The mechanism of the formation of 4-hydroxynonenal through the NADPH-linked microsomal lipid peroxidation was investigated. The results were as follows: 4-hydroxynonenal arises exclusively from arachidonic acid contained in the polar phospholipids, neither arachidonic acid of the neutral lipids nor linoleic acid of the polar or neutral lipids are substrates for 4-hydroxynonenal generation. This finding results from the estimation of the specific radioactivity of 4-hydroxynonenal produced by microsomes prelabelled in vivo with [U-14C]arachidonic acid. Phospholipid-bound 15-hydroperoxyarachidonic acid would have the structural requirements needed for 4-hydroxynonenal (CH3-(CH2)4-CH(OH)-CH=CH-CHO).

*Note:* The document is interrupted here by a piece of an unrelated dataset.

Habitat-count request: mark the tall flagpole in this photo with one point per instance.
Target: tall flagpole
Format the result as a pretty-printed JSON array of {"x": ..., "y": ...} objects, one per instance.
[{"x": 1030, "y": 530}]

Microsomes supplemented with 15-hydroperoxyarachidonic acid and NADPH, ADP/iron converted only minimal amounts (0.6 mol%) of 15-hydroperoxyarachidonic acid into 4-hydroxynonenal; similarly, 15-hydroperoxyarachidonic acid incubated at pH 7.4 in the presence of ascorbate/iron yielded only small amounts of 4-hydroxynonenal with a rate orders of magnitude below that observed with microsomes. Phospholipid-bound 15-hydroperoxyarachidonic acid is therefore not a likely intermediate in the reaction pathway leading to 4-hydroxynonenal. The rate of 4-hydroxynonenal formation is highest during the very initial phase of its formation and the onset does not show a lag phase, suggesting a transient intermediate predominantly formed during the early phase of microsomal lipid peroxidation. After 60 min of incubation, 204 nmol polyunsaturated fatty acids (20 nmol 18:2, 143 nmol 20:4, 41 nmol 22:6) were lost per mg microsomal protein and the incubation mixture contained 206 nmol lipid peroxides, 71.6 nmol malonic dialdehyde and 4.6 nmol 4-hydroxynonenal per mg protein. Under artificial conditions (pH 1.0, ascorbate/iron, 20 h of incubation) not comparable to the microsomal peroxidation system, 15-hydroperoxyarachidonic acid can be decomposed in good yields (15 mol%) into 4-hydroxynonenal. Autoxidation of arachidonic acid in the presence of ascorbate/iron gave after 25 h of incubation 2.8 mol% (pH 7.4) and 1.5 mol% (pH 1.0) 4-hydroxynonenal. The most remarkable difference between the non-enzymic system and the enzymic microsomal system is that the latter forms 4-hydroxynonenal at a much higher rate.